I put the ticket into my bag and knew that I had to bring the final explosion to a sorted end. I stared at the calendar. It was October 14th. I opened WhatsApp and texted my best
friend. Just a cryptic sentence: "Maybe you'll remember October 14th as the day where I went crazy."
I didn't go crazy afterwards, but made a fierce but necessary decision. I flew home. I started looking for apartments. On an interim basis. Then I had to talk.

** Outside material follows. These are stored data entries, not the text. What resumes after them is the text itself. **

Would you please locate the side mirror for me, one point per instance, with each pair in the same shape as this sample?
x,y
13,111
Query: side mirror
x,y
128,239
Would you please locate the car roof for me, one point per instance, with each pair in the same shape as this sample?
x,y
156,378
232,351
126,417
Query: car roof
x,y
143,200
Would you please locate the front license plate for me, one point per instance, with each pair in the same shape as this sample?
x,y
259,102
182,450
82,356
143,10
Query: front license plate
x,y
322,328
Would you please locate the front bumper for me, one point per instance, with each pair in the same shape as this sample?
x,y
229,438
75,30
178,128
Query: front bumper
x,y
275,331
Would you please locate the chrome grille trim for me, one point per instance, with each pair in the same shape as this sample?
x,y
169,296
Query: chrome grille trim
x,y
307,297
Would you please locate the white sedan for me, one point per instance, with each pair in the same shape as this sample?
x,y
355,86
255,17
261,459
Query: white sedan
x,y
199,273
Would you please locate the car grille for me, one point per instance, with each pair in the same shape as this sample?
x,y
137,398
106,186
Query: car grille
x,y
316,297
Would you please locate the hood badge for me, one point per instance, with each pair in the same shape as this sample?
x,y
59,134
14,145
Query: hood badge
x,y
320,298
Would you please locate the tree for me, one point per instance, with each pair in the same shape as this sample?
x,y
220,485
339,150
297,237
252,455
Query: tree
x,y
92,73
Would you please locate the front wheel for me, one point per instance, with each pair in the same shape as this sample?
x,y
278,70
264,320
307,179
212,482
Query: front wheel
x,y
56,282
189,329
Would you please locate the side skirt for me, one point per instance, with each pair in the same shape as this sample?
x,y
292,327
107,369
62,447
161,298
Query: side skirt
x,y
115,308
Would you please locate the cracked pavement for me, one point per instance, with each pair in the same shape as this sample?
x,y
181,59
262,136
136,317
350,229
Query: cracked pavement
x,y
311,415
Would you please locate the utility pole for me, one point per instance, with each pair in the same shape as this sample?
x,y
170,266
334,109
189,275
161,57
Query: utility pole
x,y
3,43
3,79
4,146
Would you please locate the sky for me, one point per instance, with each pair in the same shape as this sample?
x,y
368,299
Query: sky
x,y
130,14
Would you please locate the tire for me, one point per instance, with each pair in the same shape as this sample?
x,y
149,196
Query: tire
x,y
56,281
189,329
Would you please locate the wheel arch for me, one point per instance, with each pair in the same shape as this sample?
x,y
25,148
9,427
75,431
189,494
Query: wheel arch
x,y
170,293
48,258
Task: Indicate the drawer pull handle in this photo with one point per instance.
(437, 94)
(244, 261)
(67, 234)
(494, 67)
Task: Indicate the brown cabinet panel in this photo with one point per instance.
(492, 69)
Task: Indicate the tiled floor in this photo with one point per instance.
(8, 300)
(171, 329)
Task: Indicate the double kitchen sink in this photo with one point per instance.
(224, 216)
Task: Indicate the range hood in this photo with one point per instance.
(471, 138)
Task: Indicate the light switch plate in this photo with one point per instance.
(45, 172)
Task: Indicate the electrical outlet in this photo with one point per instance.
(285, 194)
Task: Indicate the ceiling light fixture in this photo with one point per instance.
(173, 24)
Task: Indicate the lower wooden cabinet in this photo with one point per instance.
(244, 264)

Everything was agravic. But as clear as a morning sky in December. Somehow I wish something more dramatic had happened. Something to scream and rave about. But it's just quiet.
And sad.
It's dark and I'm sitting on my bed. It doesn't smell like fresh wood anymore. I'm almost out of stomach cramps and eating ice cream. I followed my heart and this time the price was pretty high. But right.
When the moment comes when your path in life or your destiny calls you so strongly that you think you are going to break if you don't listen to it - then take your courage and run. Tear down the walls. Be more honest with yourself than you've ever been. Until it hurts. Take your doubts and throw them away. I'm sure you can think of a hundred reasons why something won't work. But the truth is, your boss enemy will be your own fear. The fear of everything that's new, the fear of failure, the fear of breaking with conventions.
It always sounds so incredibly exciting and great to follow your dreams. But it doesn't mean dancing on the beach under confetti rain all the time. If you know that and if you don't back down from it - then anything is possible. Believe me: ANYTHING. Pretty scary and crazy, huh?